[Linux-HA] R2 Two-node apache cluster with STONITH
Dejan Muhamedagic
dejanmm at fastmail.fm
Thu Apr 19 12:01:20 MDT 2007
On Tue, Apr 17, 2007 at 03:53:41PM -0400, Bjorn Oglefjorn wrote:
> Here they are again.
It looks like that this
Apr 4 11:28:20 test-2 stonithd: [13658]: info: Failed to STONITH the node test-1.domain: optype=1, op_result=2
means that the stonith operation timed out. I'll fix the code to
raise this to an error condition and include the descriptions.
Before, we see:
Apr 4 11:27:50 test-2 tengine: [13668]: info: te_fence_node:actions.c Executing reboot fencing operation (16) on test-1.domain (timeout=30000)

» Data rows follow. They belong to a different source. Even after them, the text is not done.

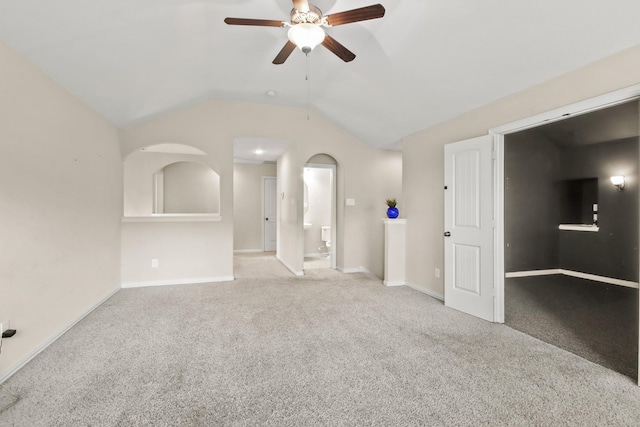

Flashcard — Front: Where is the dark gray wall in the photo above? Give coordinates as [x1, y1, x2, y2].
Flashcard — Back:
[505, 130, 639, 281]
[504, 132, 562, 272]
[559, 138, 638, 281]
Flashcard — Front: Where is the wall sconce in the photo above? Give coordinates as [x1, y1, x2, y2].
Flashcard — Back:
[611, 175, 624, 191]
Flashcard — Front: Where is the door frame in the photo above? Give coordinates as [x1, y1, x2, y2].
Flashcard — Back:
[489, 84, 640, 323]
[261, 176, 278, 252]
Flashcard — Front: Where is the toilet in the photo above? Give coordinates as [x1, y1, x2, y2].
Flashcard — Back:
[320, 225, 331, 254]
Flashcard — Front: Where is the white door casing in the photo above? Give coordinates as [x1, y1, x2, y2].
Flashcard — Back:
[444, 135, 495, 322]
[262, 177, 278, 252]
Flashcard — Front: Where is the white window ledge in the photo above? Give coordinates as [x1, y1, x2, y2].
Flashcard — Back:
[558, 224, 600, 231]
[122, 214, 222, 222]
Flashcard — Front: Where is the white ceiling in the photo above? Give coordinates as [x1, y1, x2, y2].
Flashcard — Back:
[0, 0, 640, 148]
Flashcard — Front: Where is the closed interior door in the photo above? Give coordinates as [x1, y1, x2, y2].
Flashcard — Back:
[444, 135, 494, 321]
[262, 177, 278, 252]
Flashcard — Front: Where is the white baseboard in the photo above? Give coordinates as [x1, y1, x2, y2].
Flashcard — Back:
[122, 276, 234, 289]
[0, 288, 120, 384]
[276, 255, 304, 276]
[304, 252, 327, 258]
[504, 268, 639, 289]
[336, 266, 373, 274]
[405, 283, 444, 302]
[382, 280, 406, 286]
[504, 268, 562, 279]
[560, 269, 638, 289]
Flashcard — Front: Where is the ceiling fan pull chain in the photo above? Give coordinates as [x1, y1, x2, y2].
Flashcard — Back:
[305, 53, 311, 120]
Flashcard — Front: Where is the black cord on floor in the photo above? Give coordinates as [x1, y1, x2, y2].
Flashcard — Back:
[0, 337, 20, 414]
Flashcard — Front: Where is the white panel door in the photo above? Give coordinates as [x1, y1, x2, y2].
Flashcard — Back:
[262, 177, 278, 252]
[444, 135, 494, 321]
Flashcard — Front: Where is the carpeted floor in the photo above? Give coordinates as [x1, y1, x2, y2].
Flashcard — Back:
[0, 256, 640, 427]
[505, 274, 638, 378]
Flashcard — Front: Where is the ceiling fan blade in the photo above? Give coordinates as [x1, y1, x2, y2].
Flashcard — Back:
[326, 4, 385, 27]
[224, 18, 284, 27]
[322, 34, 356, 62]
[293, 0, 309, 13]
[273, 41, 296, 65]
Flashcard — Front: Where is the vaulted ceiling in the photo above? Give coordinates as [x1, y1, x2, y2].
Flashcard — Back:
[0, 0, 640, 148]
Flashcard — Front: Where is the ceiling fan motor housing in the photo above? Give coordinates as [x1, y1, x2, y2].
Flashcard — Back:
[291, 4, 322, 25]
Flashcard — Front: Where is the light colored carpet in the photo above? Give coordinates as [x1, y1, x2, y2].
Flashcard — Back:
[0, 256, 640, 426]
[304, 256, 331, 271]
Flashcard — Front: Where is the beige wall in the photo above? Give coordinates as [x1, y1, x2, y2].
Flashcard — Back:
[162, 162, 220, 213]
[233, 163, 276, 251]
[278, 132, 402, 277]
[403, 42, 640, 295]
[0, 42, 122, 379]
[122, 100, 402, 283]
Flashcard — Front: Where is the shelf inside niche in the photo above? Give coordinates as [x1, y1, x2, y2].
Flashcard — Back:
[558, 224, 600, 232]
[122, 214, 222, 222]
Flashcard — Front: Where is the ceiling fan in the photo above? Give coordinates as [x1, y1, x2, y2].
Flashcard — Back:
[224, 0, 385, 64]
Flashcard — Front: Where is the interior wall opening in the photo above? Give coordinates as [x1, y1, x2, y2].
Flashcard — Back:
[303, 155, 337, 270]
[504, 100, 640, 378]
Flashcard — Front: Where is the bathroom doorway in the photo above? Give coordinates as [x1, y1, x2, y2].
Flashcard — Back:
[303, 160, 336, 270]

Note the timeout: 30secs. After some digging I found that it's
transition_timeout. Is 30 seconds enough time for your stonith
agent to perform the reset?
Anyway, in CIB I found only this (crm_verify doesn't complain) I
find these two timeouts:
<nvpair id="cib-bootstrap-options-transition_idle_timeout" name="transition_idle_timeout" value="5min"/>
...
<op id="test-1_DRAC_reset" name="reset" timeout="3min" prereq="nothing"/>
1. transition_timeout is not in the annotated CIB.
2. Should user specify this timeout in the crm_config section and
calculate the maximum value of all rsc operations' timeouts?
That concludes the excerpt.